Боже мой, подумала Марина, какие дети. Полчаса обсуждать бутылку "Алигате", выпитую полгода назад. Тошнота чуть отступила, она вытерла рот туалетной бумагой и поднялась с колен. И тут Абрамов сказал:

- С Чаком ведь получилась та же история. Он пришел ко мне - ну, когда Белуга его поймала, спрашивает: "Что делать?". А я подумал - надо уговорить его заложить Вольфсона.

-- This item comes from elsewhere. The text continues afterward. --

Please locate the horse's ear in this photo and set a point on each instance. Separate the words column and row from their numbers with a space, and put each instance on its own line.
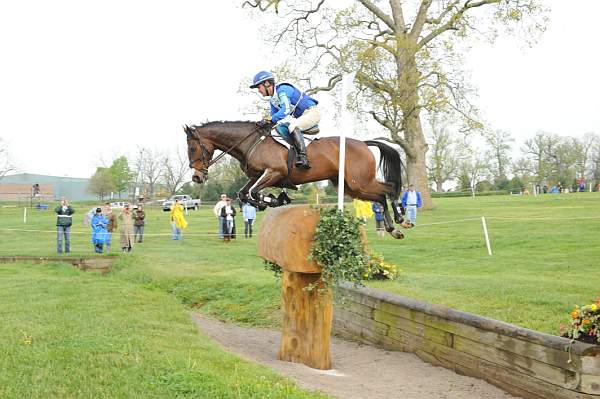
column 187, row 131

Потому что тогда Вольфсона посадят, Чак окажется весь в говне, а Царёва мне достанется.

- Дааа, - протянул Феликс. - Хуеватенько выглядит, ничего не скажешь.

- Я же не думал, что так все будет! - пьяно закричал Абрамов. - Кто же знал, что Чак из окна прыгнет! Я же думал - все как-нибудь обойдется!

- Ты бы хоть потом сказал, когда все Чака травить стали.

Марина стояла, прижавшись лбом к холодной стене, и слезы текли у нее по щекам. Она вспомнила, как стучали карандаши по партам, как она крикнула Леше: "Предатель!", как он лежал потом в гробу, совсем чужой, непохожий на себя.

- Я боялся! Мне было стыдно! - кричал за стеной Абрамов. - Ты ведь теперь тоже будешь считать меня говном? Я же всего-навсего дал совет! Он же мог его не слушать!

- Я, пожалуй, пойду, - сказал Феликс, и Марина услышала, как он прошел мимо по коридору. Следом за ним бежал Абрамов, крича: "Постой, постой, выслушай меня!". Их голоса вскоре стихли. Марина вытерла слезы и почувствовала, как скорбь сменяется холодной, как кафель, ненавистью. Теперь она знала, кто виновен в смерти Леши. Это не она. Это Абрамов.

Ее снова затошнило, и она нагнулась над унитазом. На этот раз ее вырвало по-настоящему, словно тело хотело извергнуть из себя все следы прошлого. Льющаяся вода подхватила желто-красные сгустки. Марина чувствовала себя очищенной и опустошенной.

Но глубоко внутри оставалось что-то. Какая-то искра прошлого, слабый зародыш будущего.